A friend sent me this link about RightSide Capitals' spray and pray approach to early stage VC.
The entrepreneur who sent me this has gone through a lot over the years we have known each other, and his risk tolerence and risk appetite have changed markedly during that time. 
The spray and pray is a simple numbers game.  1 or 2 deals have to go right, in order for this to work.  In doing this via calculator and math equations, the benefit will be lowered transaction costs for doing deals.  And the hope will be to get a return that's better than risk adjusted market rate.
Will this work in traditional VC?  Not sure.
Everything will face challenges on the margin, and the thinking is some expert investor in an industry sector can pay a higher valuation, because that investor has more specific knowledge on a particular deal than RightSide will, given 100-200 portfolio companies each year.  So the best of the best deals probably won't end up in this portfolio.

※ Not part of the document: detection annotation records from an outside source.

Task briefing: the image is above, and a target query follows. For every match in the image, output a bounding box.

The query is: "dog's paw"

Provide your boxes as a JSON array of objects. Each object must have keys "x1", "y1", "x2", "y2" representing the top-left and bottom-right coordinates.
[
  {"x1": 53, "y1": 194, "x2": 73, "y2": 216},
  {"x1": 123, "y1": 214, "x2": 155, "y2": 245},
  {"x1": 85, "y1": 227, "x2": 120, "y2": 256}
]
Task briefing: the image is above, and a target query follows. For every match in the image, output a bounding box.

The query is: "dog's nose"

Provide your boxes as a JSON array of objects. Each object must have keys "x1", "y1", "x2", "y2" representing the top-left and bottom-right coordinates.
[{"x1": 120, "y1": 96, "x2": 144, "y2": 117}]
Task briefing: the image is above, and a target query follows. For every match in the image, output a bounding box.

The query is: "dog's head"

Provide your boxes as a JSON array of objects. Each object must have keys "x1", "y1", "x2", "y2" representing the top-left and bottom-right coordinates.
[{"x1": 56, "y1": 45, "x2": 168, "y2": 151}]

Transaction costs/legal fees have to be at rock bottom, for this to make sense (like insurance). And how stale will be the portfolio be before the first returns start to come in?  It depends on the types of companies they focus on.  It might be that short-term investment horizons are encouraged with this type of investing.  Longer term investments may not be as attractive, because of future cramdowns and the inability of the fund to do the follow on rounds and protect their own interests.
I do like this approach for the PRI/MRI investments from foundations.  There, a market rate return might not be the driving factor for investment.  And it could be that some foundations would see the advantage of being able to get 80% or 90% of the invsested money back, to deploy again and recirculate, instead of continually giving grants every year.